僕はあの時己の無事を喜んだ。目の前で拷問を受けている奴隷よりも我が身が可愛かった。それを認めることが嫌でリザンさんに対して偽善の叫びを放ったのだ。
だがリザンさんには全てお見通しだったようで、ただ恥を晒しただけである。
「自分の身の安全を考えるのは悪いことじゃないし、他の奴隷達も考えていることだ。誰にも責められないさ」
慰めだろうか? 黙り込む僕にリザンさんが落ち着いた声音で声を掛けてくる。
「……怒鳴ってすみませんでした」
一応謝っておく。
「はっはは、気にするな」
いつもの呑気な様子に戻り彼は許してくれた。こういう事があると大人との差を感じる。
「……ここから出たいな」
本音が零れる。
「……そうだな。まあ諦めなければチャンスがあるかもな」
「チャンスって……どんなですか?」
「もしかしたら周辺諸国が連合軍でも結成して攻めて来るかもしれないぞ。そのどさくさに逃げるとか」
「どれ位の可能性があるんです?」
少し考える時間を置いた後、リザンさんは自信無さげにぼそりと呟く。
「……二割位?」
全然駄目だった。しかも疑問形だ。
「なんでそれっぽっちしかないんですか? 魔王が関わってるんだから各国で協力して討伐しようとか思わないんですか?」
危機感が無さ過ぎだと思うんだけど。
「あ~、そういやお前さんは山奥で暮らしてたんだったな。それじゃ各国の情勢には疎いか」
「え、ええ」
危うく「なんのことです?」と聞き返しそうになってしまった。気を付けなければ。
本当は疎いとかいうレベルじゃないんだけど黙って続きを促す。
「まあ、簡単に言うとどこの国も人同士で争ってて魔王どころじゃないんだよ。会議ばっかり繰り返して実際の対策は全く進んでない。もちろんまともな奴らもいるぞ。共通の敵が目前に迫ってるんだから今は協力するべきだってな。だが目先の利益しか見ることが出来ない一部の馬鹿な国と重役のせいで足並みが揃わん」
そういう奴らは異世界共通でいるんだな、と妙な納得をしてしまった。
しかし、放っておけばいずれ取り返しのつかない事態に発展するかもしれないというのに何を考えているのか。馬鹿共に対して沸々と怒りが湧いてくる。

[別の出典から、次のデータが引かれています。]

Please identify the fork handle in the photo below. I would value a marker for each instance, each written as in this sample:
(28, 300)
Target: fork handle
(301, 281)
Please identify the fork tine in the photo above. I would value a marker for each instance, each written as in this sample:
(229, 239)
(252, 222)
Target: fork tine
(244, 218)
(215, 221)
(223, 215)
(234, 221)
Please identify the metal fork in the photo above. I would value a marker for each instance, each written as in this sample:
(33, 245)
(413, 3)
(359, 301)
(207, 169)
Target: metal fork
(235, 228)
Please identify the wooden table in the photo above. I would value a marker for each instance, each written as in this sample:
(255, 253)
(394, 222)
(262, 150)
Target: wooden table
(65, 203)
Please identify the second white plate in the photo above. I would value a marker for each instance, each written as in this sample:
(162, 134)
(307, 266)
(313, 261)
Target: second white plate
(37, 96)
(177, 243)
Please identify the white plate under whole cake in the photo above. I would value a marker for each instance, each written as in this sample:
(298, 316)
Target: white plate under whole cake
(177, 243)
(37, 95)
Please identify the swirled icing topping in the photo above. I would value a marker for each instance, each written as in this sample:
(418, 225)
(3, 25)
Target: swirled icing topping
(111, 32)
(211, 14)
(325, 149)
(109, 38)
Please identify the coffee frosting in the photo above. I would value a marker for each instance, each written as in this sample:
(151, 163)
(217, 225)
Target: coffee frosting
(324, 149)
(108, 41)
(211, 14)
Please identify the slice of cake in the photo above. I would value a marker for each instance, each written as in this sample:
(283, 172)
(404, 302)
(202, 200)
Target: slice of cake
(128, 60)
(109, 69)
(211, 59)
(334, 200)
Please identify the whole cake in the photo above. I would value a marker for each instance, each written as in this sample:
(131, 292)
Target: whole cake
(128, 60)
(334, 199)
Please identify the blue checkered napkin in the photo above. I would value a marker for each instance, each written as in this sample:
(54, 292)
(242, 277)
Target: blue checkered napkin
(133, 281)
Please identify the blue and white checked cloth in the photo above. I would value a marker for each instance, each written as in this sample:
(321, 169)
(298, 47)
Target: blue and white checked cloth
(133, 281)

「まっ、そういう訳で周りに期待は出来ないな。自分でどうにかするか奇跡でも起こるのを待つしかない」
リザンさんは溜息を吐きながらそう締めくくった。
「奇跡か……」
そんなものこの世に本当にあるんだろうか。あるとしたら誰が起こしている? 神様か?
ならこの現状を見て何故未だに奇跡を起こさないのだろうか。
「ハイジ」
神の有無を考えているとリザンさんが再び声を掛けて来た。
「なんです?」
僕が聞き返すと壁に開いた穴からころんと何かが転がって来た。
何だ? と思い拾い上げて見てみるとそれは丸い形をした真っ白な石の様だった。
「何ですかこれ?」
僕が聞くとリザンさんは苦笑を漏らしながら言った。
「まあお守りみたいなもんだ。昔、遺跡調査の任務の時に見つけてな。もしかしたらそれが奇跡を起こしてくれるかもしれんぞ。まっ、俺には何も起こらなかったけどな」
最後の一言は余計だった。
「ありがとうございます……」
「おう。んじゃ俺は寝るわ」
僕は受け取ったお守りをポケットに仕舞い込み自らも横になる。
奇跡という形も定かでないものに頼らなければならない現状に不安と悲しみを募らせながら僕は静かに目を閉じた。